BTG Pactual sofre ataque com transferências via Pix

O banco BTG Pactual suspendeu as operações via Pix na manhã deste domingo após identificar atividades atípicas relacionadas ao sistema de pagamentos instantâneos. De acordo com informações da coluna Capital, de O Globo, pelo menos R$ 100 milhões teriam sido inicialmente desviados, mas o banco conseguiu recuperar grande parte dos valores. O UOL informou que a suspensão ocorreu por medida de segurança enquanto a instituição investiga o caso.

Ataque e resposta

Segundo fontes ouvidas pelo Globo, o Banco Central identificou indícios do problema e começou a enviar alertas a partir das 6h deste domingo. Os sistemas do BC não foram alvo do ataque.
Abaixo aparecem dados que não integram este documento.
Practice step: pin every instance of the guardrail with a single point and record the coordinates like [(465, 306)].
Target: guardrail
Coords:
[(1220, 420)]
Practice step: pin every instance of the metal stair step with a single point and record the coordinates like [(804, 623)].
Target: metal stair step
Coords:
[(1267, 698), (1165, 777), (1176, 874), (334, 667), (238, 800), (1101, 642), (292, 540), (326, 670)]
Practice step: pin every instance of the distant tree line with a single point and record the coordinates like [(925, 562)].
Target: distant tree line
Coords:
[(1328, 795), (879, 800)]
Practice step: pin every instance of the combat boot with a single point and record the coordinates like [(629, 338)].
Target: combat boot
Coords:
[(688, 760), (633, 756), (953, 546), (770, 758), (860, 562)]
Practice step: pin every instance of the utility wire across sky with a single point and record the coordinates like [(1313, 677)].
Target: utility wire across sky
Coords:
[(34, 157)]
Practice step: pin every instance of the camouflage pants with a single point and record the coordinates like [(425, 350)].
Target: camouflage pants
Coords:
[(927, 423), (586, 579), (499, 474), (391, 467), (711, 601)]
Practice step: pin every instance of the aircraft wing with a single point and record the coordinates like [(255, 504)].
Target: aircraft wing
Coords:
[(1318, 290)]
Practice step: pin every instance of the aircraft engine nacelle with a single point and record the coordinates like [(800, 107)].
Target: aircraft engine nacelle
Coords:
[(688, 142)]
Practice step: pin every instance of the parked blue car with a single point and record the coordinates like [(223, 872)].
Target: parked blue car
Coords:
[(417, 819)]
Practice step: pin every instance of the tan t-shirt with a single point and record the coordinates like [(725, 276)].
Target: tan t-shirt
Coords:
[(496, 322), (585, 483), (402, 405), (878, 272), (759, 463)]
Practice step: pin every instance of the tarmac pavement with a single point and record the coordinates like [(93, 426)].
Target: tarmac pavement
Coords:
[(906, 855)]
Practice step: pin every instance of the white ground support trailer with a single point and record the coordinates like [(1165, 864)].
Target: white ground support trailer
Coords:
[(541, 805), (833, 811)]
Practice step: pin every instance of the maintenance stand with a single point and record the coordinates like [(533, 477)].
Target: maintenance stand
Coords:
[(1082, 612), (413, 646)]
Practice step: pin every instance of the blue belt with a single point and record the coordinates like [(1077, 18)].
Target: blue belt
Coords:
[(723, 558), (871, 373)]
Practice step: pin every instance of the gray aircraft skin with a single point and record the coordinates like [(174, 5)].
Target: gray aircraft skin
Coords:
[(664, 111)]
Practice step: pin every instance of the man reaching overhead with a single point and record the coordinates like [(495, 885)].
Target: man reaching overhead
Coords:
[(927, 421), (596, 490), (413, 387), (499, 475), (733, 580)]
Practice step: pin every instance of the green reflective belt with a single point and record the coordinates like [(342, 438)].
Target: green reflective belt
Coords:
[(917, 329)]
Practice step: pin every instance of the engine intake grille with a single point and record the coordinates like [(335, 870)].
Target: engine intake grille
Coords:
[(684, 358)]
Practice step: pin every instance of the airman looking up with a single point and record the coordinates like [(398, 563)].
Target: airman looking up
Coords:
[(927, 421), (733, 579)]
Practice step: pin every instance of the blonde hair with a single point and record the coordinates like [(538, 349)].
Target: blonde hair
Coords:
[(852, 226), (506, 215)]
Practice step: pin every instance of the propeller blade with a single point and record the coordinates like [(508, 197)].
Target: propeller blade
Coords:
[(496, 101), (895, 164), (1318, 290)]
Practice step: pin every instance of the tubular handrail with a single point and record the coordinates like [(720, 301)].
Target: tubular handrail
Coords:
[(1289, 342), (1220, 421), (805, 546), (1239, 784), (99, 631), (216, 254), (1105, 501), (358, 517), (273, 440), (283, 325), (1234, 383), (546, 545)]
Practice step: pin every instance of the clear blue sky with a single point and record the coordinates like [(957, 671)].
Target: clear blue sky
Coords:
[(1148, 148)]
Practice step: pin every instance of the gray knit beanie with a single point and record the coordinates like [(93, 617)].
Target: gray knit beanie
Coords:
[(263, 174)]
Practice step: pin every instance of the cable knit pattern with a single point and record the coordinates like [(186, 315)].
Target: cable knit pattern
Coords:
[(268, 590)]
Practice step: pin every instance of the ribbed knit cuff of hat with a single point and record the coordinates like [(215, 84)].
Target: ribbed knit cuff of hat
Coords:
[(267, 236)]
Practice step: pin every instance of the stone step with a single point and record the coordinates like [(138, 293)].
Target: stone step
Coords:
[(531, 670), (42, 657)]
Em nota, o BTG Pactual informou que “não houve acesso a contas de clientes e nenhum dado de correntista foi exposto”. A instituição reforçou que “a segurança das informações é prioridade”.

Uma fonte informou ao CISO Advisor que parte dos valores foi pulverizada em contas correntes da Caixa Econômica Federal. Desde as 13h15, a página de status do BTG Empresas exibe o aviso abaixo:

Histórico de ataques ao sistema financeiro

O incidente com o BTG Pactual ocorre em um contexto de ataques recorrentes ao ecossistema financeiro brasileiro. Em julho de 2025, conforme revelou o CISO Advisor, fraudadores conseguiram roubar fundos em um ataque a empresas que fornecem software para BaaS (banking as a service), transformando os valores em criptomoedas. Segundo fontes do CISO Advisor, o roubo alcançou a ordem de bilhões de reais e seria, até então, o pior ataque ao sistema financeiro do país. A C&M Software, fornecedora de tecnologia, confirmou que o incidente envolveu “o uso indevido de credenciais de clientes”. Seis instituições financeiras, incluindo a BMP, tiveram contas reserva no Banco Central comprometidas.

Em junho de 2025, criminosos desviaram mais de R$ 800 milhões do Pix via ataque à C&M Software. Em setembro, um ataque à Sinqia desviou cerca de R$ 710 milhões, sendo R$ 669 milhões do HSBC e R$ 41 milhões da Artta. O episódio de hoje é a terceira ocorrência envolvendo o Pix neste mês de março, após incidentes diagnosticados pelo BC nos sistemas do Ministério Público de Goiás e da instituição Pefisa.